19/12/2025
Abou Condé, le frère aîné d’Adamo qui a été tué par balles dimanche, est arrivé en urgence de Paris à Namur. Consultant en cybersécurité pour des produits Microsoft à Paris, il veut que justice soit faite. « Mon frère a été abattu comme un animal par la police, c’était de l’acharnement », déclare-t-il, accablé.
Comment avez-vous appris le décès d’Adamo, votre petit frère tué par balles par la police de Namur dimanche soir ?
Plusieurs personnes ont contacté des membres de ma famille pour nous dire que mon petit frère était décédé. J’ai également été contacté personnellement, notamment via les réseaux sociaux ou par des connaissances qui m’ont identifié sur les vidéos qui circulent, où l’on voit mon frère être tabassé par des policiers. Officiellement, nous n’avons appris la nouvelle que le lendemain. Dans les premières heures, j’ai essayé d’en savoir plus. J’ai aussi réservé un TGV de Paris à Namur. Je voulais venir sur place et comprendre ce qu’il s’était passé. Je suis à Namur depuis mardi.
Vous ne voyiez plus beaucoup votre frère ces derniers temps, c’est exact ?
Oui. Cela fait 20 ans que j’ai quitté la Guinée. Je suis parti faire mes études en informatique au Ghana, puis des spécialisations en Inde. À mon retour au Ghana, j’ai été recruté par une société française. Je travaille aujourd’hui comme consultant senior en cybersécurité pour des produits Microsoft. Depuis 2021, je vis à Paris. Je voyage beaucoup entre la France et les États-Unis. J’ai donc un peu perdu de vue mon frère ces dernières années. En 2021, il était toutefois passé en France près de moi. Il allait bien. Il m’a ensuite dit qu’il préférait s’installer en Belgique, où il avait de nombreuses connaissances. Après, j’étais trop pris dans mon travail.
Que pouvez-vous dire sur votre frère ?
Mon petit frère, dont je suis l’aîné de six ans, était une personne bien éduquée. Ce n’était ni un délinquant ni un criminel, et ce n’était pas non plus un malade mental comme on le décrit. (NDLR : des rapports d’experts ont toutefois souligné que la victime souffrait de troubles mentaux dans le cadre d’un autre dossier pour lequel il a été jugé en 2023 et dont un internement était prévu.) Vous savez, nous sommes une grande fratrie dans notre famille et nous avons reçu une très bonne éducation de la part de nos parents. Adamo était très respectueux.
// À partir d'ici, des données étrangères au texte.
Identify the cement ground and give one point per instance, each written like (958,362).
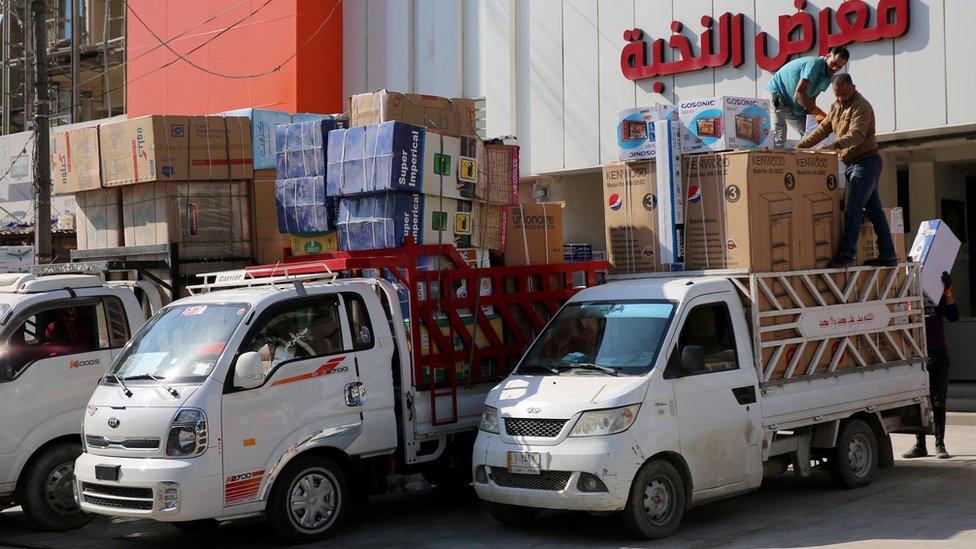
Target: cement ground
(919,503)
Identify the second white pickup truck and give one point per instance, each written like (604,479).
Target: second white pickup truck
(651,396)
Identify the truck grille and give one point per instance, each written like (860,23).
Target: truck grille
(552,481)
(97,441)
(525,427)
(118,497)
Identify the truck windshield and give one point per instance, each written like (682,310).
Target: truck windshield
(611,337)
(180,344)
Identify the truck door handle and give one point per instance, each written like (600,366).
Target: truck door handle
(745,395)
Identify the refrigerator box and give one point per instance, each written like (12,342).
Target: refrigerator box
(534,234)
(383,220)
(311,244)
(240,158)
(303,206)
(725,123)
(636,133)
(935,248)
(210,220)
(630,211)
(300,147)
(208,154)
(75,160)
(268,244)
(762,211)
(263,122)
(867,240)
(144,150)
(454,117)
(98,218)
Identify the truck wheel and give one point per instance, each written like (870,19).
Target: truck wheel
(512,515)
(657,500)
(855,458)
(309,500)
(47,496)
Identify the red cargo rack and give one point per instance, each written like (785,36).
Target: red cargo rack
(521,300)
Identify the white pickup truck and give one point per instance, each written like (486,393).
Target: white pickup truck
(59,334)
(650,396)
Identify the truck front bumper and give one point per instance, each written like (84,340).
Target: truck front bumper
(567,468)
(162,489)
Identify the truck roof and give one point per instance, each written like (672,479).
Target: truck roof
(672,287)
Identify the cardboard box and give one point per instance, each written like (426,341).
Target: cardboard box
(449,116)
(209,158)
(724,123)
(935,247)
(867,240)
(630,213)
(209,220)
(762,211)
(534,234)
(383,220)
(240,159)
(98,219)
(263,124)
(315,243)
(268,244)
(145,149)
(75,160)
(303,206)
(636,133)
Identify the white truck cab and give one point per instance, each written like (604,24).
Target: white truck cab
(58,334)
(650,396)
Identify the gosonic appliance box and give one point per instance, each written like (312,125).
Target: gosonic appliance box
(635,131)
(725,123)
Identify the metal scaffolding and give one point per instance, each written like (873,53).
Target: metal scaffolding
(86,61)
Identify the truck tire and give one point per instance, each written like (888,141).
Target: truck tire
(309,500)
(855,457)
(47,496)
(657,500)
(512,515)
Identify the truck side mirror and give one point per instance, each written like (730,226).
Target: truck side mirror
(248,371)
(692,359)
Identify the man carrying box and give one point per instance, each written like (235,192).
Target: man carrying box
(795,87)
(851,119)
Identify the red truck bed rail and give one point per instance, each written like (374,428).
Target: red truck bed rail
(475,322)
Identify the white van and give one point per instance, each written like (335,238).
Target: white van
(649,396)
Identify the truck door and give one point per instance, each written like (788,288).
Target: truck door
(308,359)
(718,415)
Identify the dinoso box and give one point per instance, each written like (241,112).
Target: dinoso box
(725,123)
(635,131)
(630,212)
Certes, je ne l’ai plus beaucoup vu ces quatre dernières années, mais cela ne change rien à ce qu’il était.
Que comptez-vous faire suite au décès violent de votre frère ?
Je suis venu à Namur pour comprendre ce qu’il s’est passé. Je veux me battre pour que toute la lumière soit faite sur cette affaire. Mon petit frère a été assassiné sauvagement par la police. Il a été touché par trois balles, tirées par trois policiers différents. Pourquoi autant de tirs ? Pourquoi après avoir reçu ces trois balles ? Pourquoi une policière s’est-elle encore acharnée sur lui en lui donnant des coups au visage ? Cette dernière scène que l’on voit sur de nombreuses vidéos me hante. Je n’aurais jamais cru que mon petit frère serait abattu comme un animal par la police belge. Ce genre d’histoires, et surtout la manière dont cela s’est déroulé, on les associe plutôt aux États-Unis. Cela me fait très mal de voir à quel point ils se sont acharnés sur lui.
Avez-vous déjà eu un contact avec la police ?
La police m’a contacté ce mercredi pour savoir si je souhaitais faire un dernier adieu à Adamo. Je n’ai pas très bien compris, car cet adieu n’aura pas lieu en Belgique. Avec ma famille, nous voulons que le corps soit rapatrié et inhumé en Guinée. Le dernier hommage se déroulera dans notre pays. Mais nous ne sommes pas pressés. Pour l’instant, je laisse les experts faire leur travail. Le corps est toujours aux pompes funèbres Fontaine à Charleroi. Je ne sais pas si l’autopsie est terminée. Mais j’espère que toutes les analyses ont été réalisées méticuleusement. J’espère qu’on me dira l’emplacement exact des impacts de balles.
Jusqu’à quand restez-vous en Belgique ?
Je vais rester au moins jusqu’à la manifestation prévue samedi, près des lieux du drame. Ce sera très difficile. Ensuite, tout dépendra du moment où nous pourrons récupérer le corps. Je suis freelance pour mon entreprise, ce qui me permet de prendre quelques jours de congé. Nous allons suivre l’évolution du dossier de près et nous ne lâcherons rien. Mon frère ne méritait pas tout cela.